With most new jobs you’re going to start out excited. You might get stressed and overwhelmed with everything to learn, but your enthusiasm carries you through. Then you get a little comfortable and start looking at how you can improve it. Then you start running out of new ideas. Sure, there’s plenty to do, but the creativity has burned out. You start losing your enthusiasm and find yourself day dreaming about other people’s jobs.

You’re going to face seasons that are tedious and disengaging. It’s a fact of life. You may start thinking it’s time to leave, but hold up a minute. You should ask yourself a few basic questions before you scoot out.

1. Have you perfected your tasks?

You may have streamlined a few things and saved some resources, but have you set goals and carried through on them? Setting goals for you and your team will identify areas you are wasting resources and valuable time. And you don’t have to be manager to set or track goals. Not sure where to start? Do some research. Find the experts in your field and interview them. Find out how they got where they did and what made them successful. You’ll find new connections while improving your work.

2. Do you have more to learn?

There are processes and workflows that go beyond the edge of your desk. Do you know the context of your stop in the workflow? Get to know the departments around you and how your work affects them. Ask your manager where you could do some reconnaissance without stepping on toes (you don’t want to fall into anyone’s bad graces). You may stumble onto duplicate work or vital steps that are getting missed. It could bring on a new project that you could head up. Letting your supervisor know you’re interested in new opportunities could get your foot in the door for a promotion.

3. Is this a cycle?

Look back over the last few years. How many times did you get bored with what you were doing and decide to move on? Don’t get me wrong, there are definitely times to move on. But employers are still looking for employees with dedication and loyalty. If your resume shows three years at a company, you’ll stand out compared to all the other twenty something’s with only six months to a year at various companies.
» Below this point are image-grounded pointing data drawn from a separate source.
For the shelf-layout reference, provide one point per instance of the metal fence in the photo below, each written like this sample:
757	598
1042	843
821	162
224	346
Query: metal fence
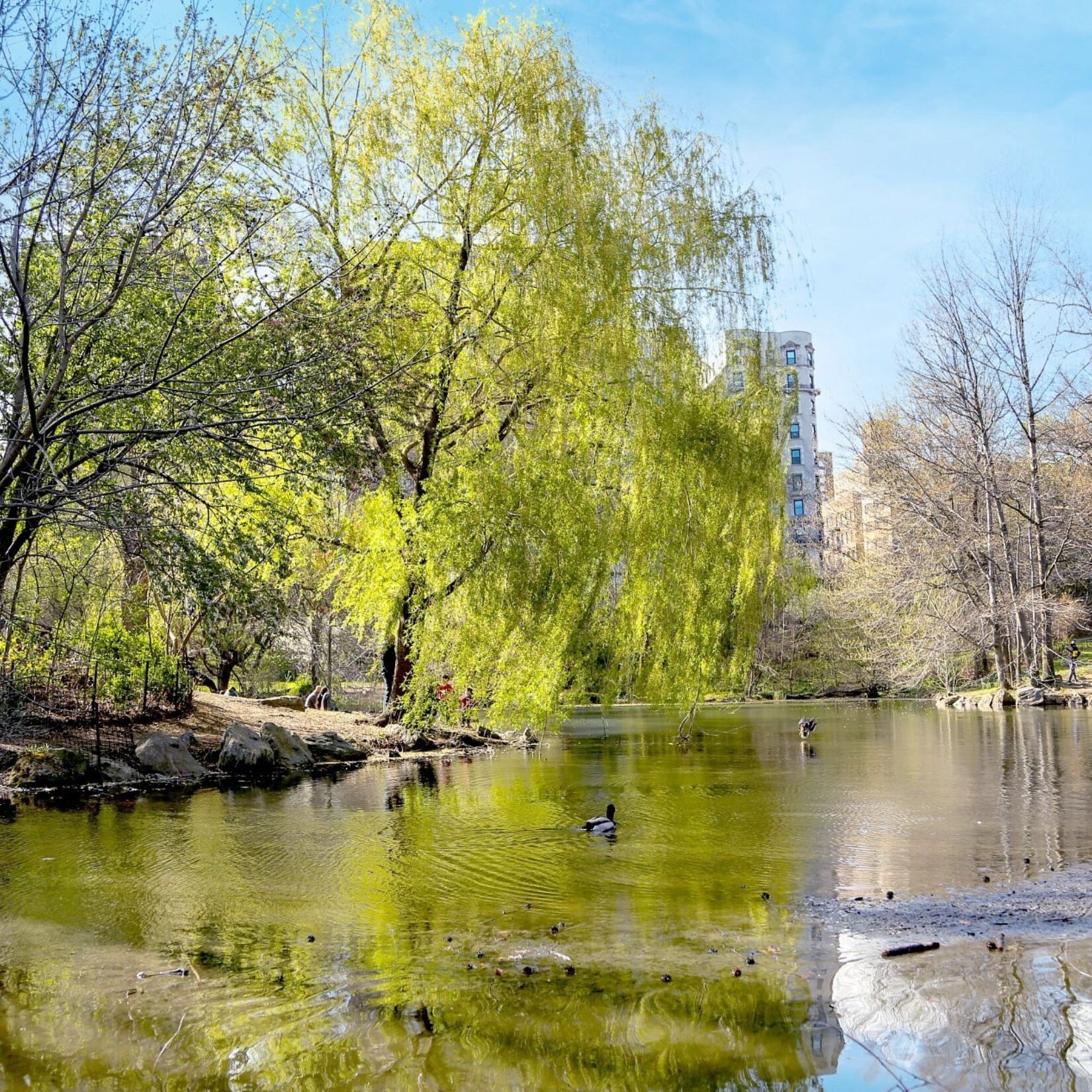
58	695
It will show that you’re willing to invest and support your company. You have a lot more time than you think to find the ideal job. Spend some of that time identifying your strengths. Any job you do will teach you something about yourself. Figure out what you love and what sucks the life out of you. Identifying those elements will help you find a better fit in your next job.

When it comes to career, no one can make the right decision for you. A little introspection will help you evaluate where you’re at and when it’s time to make a career move. Just take your time. You’re not going to find success overnight.